Vega is highest for ATM options and for longer-dated options. That’s why earnings plays and volatility trades focus on near-term ATM contracts.
Greeks for Common Strategies
| Strategy | Delta | Gamma | Theta | Vega |
|---|---|---|---|---|
| Long Call | Positive | Positive | Negative | Positive |
| Long Put | Negative | Positive | Negative | Positive |
| Covered Call | Positive (reduced) | Negative | Positive | Negative |
| Long Straddle | ~Neutral | Positive | Negative | Positive |
| Iron Condor | ~Neutral | Negative | Positive | Negative |
| Protective Put | Positive (hedged) | Positive | Negative | Positive |
Key Takeaways
- Delta = directional exposure. Gamma = how fast Delta changes. Theta = time decay. Vega = volatility sensitivity.
- Long options: positive Gamma and Vega, negative Theta. Short options: the reverse.
- Gamma and Theta are highest for ATM options near expiration — that’s where the action is.
- Use position Greeks (Greek × contracts × 100) to manage portfolio-level risk.

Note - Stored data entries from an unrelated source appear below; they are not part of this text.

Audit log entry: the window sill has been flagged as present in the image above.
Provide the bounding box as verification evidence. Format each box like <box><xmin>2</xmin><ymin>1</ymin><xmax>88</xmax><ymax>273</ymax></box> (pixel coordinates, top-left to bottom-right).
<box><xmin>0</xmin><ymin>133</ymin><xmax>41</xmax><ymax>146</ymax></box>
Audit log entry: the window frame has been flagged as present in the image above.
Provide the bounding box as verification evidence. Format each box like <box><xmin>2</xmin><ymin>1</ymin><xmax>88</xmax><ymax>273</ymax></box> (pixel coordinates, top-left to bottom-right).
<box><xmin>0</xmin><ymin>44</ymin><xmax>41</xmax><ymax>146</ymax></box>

- Rho is usually negligible except for long-dated options like LEAPS.
Frequently Asked Questions
What is the most important Greek for options traders?
Delta is the starting point because it tells you your directional exposure. But Theta matters most for income strategies (selling options), and Vega matters most around events like earnings where implied volatility swings sharply.
Why does Delta approximate the probability of finishing ITM?
Under the Black-Scholes model, Delta of an option closely approximates the risk-neutral probability of expiring in the money. A 0.30 Delta call has roughly a 30% probability of finishing ITM at expiration.
How does Gamma risk work?
If you’re short Gamma (selling options), a big move in the underlying causes your Delta to move against you, amplifying losses. This is why market makers who sell options are constantly hedging — they need to adjust their stock position as Delta shifts.
What is Theta decay and when is it worst?
Theta is the daily dollar amount an option loses to time decay. It accelerates in the final 30 days before expiration, with the steepest decay in the last week. ATM options lose value fastest; deep ITM and deep OTM options have minimal Theta.
How do Greeks change for LEAPS?
Long-dated options (LEAPS) have lower Gamma, lower Theta, higher Vega, and higher Rho than short-dated options. They behave more like the underlying stock (higher Delta for ITM) and are much more sensitive to volatility and interest rate changes.